México en nuestro
paladar.
La vida cotidiana en la Nueva España antes de ser México independiente.
Tamara Montes de Oca.
Como es bien sabido por ustedes, queridos lectores su servidora es la
encargada de las secciones “tecno” y “playgirls”, pero debido a las
festividades importantes de este mes, y en concreto, de esta semana, decidí
hablar de una bebida muy representativa de México, una de las más emblemáticas
y que para 1810 se encontraba en auge, en cuanto a producción y popularidad
entre los mexicanos.
Uno de los principales motivos por los que no podemos enfocarnos en avances
tecnológicos para esa época fue que la guerra de independencia retraso dichos
avances, la sociedad se encontraba en rezago por la lucha, aunque del otro lado
del mundo comenzábamos con la revolución industrial, aquí apenas se gestaba lo
que hoy conocemos como México, una republica democrática e independiente.
Bebida de dioses o del “populacho”.
El maguey es la planta más característica del
altiplano de México, y su producto principal, el pulque, forma parte de una
cultura y un legado del pueblo de México. La palabra náhuatl para nombrar al
pulque es Octli. Es una bebida que se obtiene mediante un proceso de fermentación
del maguey. Esta bebida era ofrecida en actos ceremoniales prehispánicos, era
exclusiva de los sabios de las aldeas, generalmente hombres mayores de 52 años.

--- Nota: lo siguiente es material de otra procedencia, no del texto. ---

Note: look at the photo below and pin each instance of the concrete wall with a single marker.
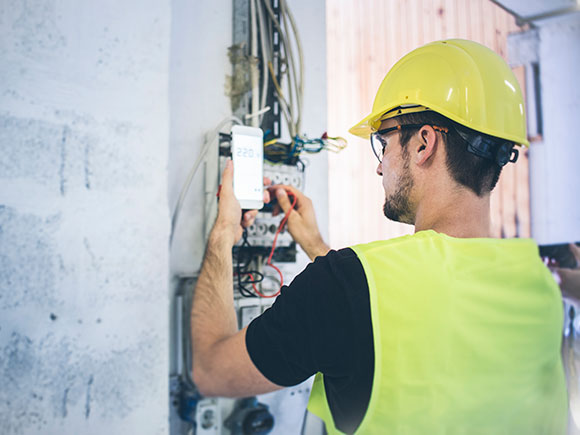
(84, 129)
(554, 161)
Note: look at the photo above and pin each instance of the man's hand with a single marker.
(229, 219)
(570, 278)
(301, 221)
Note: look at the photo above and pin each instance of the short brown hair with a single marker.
(478, 174)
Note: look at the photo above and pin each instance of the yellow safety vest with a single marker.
(467, 336)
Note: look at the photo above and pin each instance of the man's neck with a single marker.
(461, 214)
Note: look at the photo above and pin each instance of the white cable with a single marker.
(300, 85)
(254, 77)
(265, 56)
(210, 139)
(284, 43)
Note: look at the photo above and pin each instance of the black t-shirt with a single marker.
(321, 322)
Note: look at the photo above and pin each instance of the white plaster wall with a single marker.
(555, 162)
(84, 129)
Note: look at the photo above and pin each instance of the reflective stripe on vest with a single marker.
(467, 336)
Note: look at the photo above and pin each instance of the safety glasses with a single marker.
(379, 143)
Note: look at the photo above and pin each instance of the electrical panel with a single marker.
(266, 91)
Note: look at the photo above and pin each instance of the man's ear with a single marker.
(426, 146)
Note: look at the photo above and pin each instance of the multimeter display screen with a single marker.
(248, 156)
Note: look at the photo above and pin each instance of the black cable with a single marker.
(245, 247)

A la llegada de los españoles esta bebida esta bebida era muy popular
entre todos los habitantes de la ciudad, casi todos los cronistas de la época
las describían así:
“Un jacalón inmenso con techo de dos aguas formado de tejamanil
sostenido por vigones y bases de piedra. Uno de sus lados da al aire libre,
otro lo forman tablones gruesos, con mesas corridas y sillas bajas de tule. El
suelo es de tierra apisonada y se cubre a veces con un poco de aserrín, óptimo
para jugar rayuela sobre él.
En la cabecera se hallan las tinas de pulque, que incluyen distintos
curados de frutas o carne, cubiertas con largas tablas de madera y pintadas de
rojo, verde y azul, y en cuya superficie exterior hay letreros que dicen La
Madre Venus, Fierabrás, La Vencedora, La Sultana, La Reina, La Valiente o El de
los Fuertes e indican la calidad de la bebida. Encima de las tinas hay repisas
con vasos verdes y de pepita, cubos de palo, cajetes, cántaros y vasos cónicos
de vidrio, lisos y acanalados, que constituían las diferentes medidas.”
Arrieta, Agustín “Tertulia en la
pulquería”
En el siglo XIX antes de la independencia era muy
común observar a los indios en las pulquerías, al terminar de trabajar, estas
adornadas de papel picado con colores chillantes. Al tiempo de la independencia
la producción bajo porque los campos estaban destruidos, pero al terminar esta
la producción se normalizo y volvió a
estar entre los sitios más visitados del México independiente.
Para concluir debo añadir que las pulquerías son sitios emblemáticos en
la época actual, podemos encontrar “curados” de distintos sabores o también el
tradicional blanco. En esto tiempo cualquiera acude a estos sitios ancestrales.
Esta bebida nos puede contar la historia de México de un sorbo.